RuboCop, a code “linting” tool for Ruby, does have a check for the flip-flop operator. I always use RuboCop on professional Ruby projects. It probably should be on mb-sound too, but if I’d added RuboCop to mb-sound, then I never would have found this Ruby bug, and you wouldn’t be reading this!
Many of RuboCop’s default rules are… suboptimal in my opinion, but I will most likely get around to adding it to all of my open source projects eventually.
Apr. 9, 2025
They merged the fix on the next day. This is an excellent turnaround time, and really added to my love of the Ruby language.
I’m sure they’ll never read this, but I have to say I genuinely appreciate the dedication and skill that the Ruby team members bring to the Ruby project. My brief interaction with them on my bug report was very pleasant and productive.
And now I can say I have my name in the commit history!

July 2025
While the memory corruption bug warranted a fast response, there was no need to rush the fix for line numbers on flip-flop operators. In the worst case scenario I can imagine, code coverage metrics might be slightly lower, or an error message might list line zero for one of the backtrace entries.
The fix for the PRISM compiler was committed on July 17 and backported to Ruby 3.4 on July 21.
Conclusion
So now you’ve seen how one simple typo in my Ruby code led to memory corruption through a series of small errors. The Ruby team handled the bug report exceptionally and all issues have been fixed and backported.
Some key takeaways:
- These bugs were only found because several small issues aligned, like in the
Swiss cheese model.
- Lack of error-path tests → missing parentheses → obscure flip-flop operator → compiler line number bug → memory corruption bug
- The open memory model used by C continues to bite us, but I still enjoy writing C, and tools like Valgrind go a long way toward mitigating the risks of pointer management.
- It’s really valuable to fix both the proximate cause and the root cause of an issue. You fix the proximate cause first just to get your project moving again, but if you don’t take the time to find and fix the root cause, it’s likely to surface again at the worst possible time.
- I should probably use RuboCop and/or other code quality tools on my open source projects like I do on my commercial projects.

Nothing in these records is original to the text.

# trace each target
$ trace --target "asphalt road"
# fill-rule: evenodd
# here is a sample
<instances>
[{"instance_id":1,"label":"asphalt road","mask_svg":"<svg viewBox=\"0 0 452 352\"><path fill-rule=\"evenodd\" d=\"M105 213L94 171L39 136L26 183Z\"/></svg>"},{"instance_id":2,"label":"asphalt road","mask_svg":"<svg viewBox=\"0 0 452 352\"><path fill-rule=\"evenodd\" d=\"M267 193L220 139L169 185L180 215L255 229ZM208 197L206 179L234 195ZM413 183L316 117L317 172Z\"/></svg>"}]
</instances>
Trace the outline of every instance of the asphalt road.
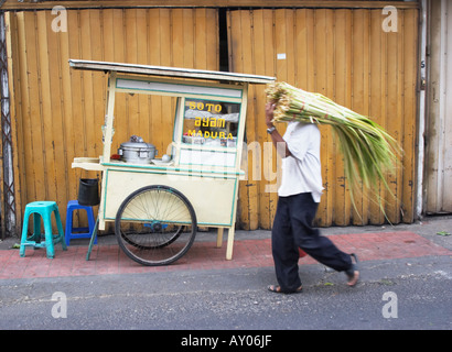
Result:
<instances>
[{"instance_id":1,"label":"asphalt road","mask_svg":"<svg viewBox=\"0 0 452 352\"><path fill-rule=\"evenodd\" d=\"M297 295L266 289L272 267L3 279L0 329L183 330L174 345L195 330L452 329L449 256L362 262L355 288L320 264L300 273Z\"/></svg>"}]
</instances>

Rulesets can be customized to disable checks that get in the way more than they help. I could rant about how unhelpful linting rules affect software teams but maybe I’ll leave that for another post.
- When I run into a memory-related crash, I’ll probably start with Valgrind next time instead of using it last.
- It’s never the compiler’s fault. But sometimes, it is. So it’s worthwhile to have experience with the tools to debug your own code as well as your dependencies.
I hope this was an entertaining read! I’ve put almost as much time into writing this as I did into finding the Ruby bug in the first place.
Have a good one everyone, and keep having fun with Ruby!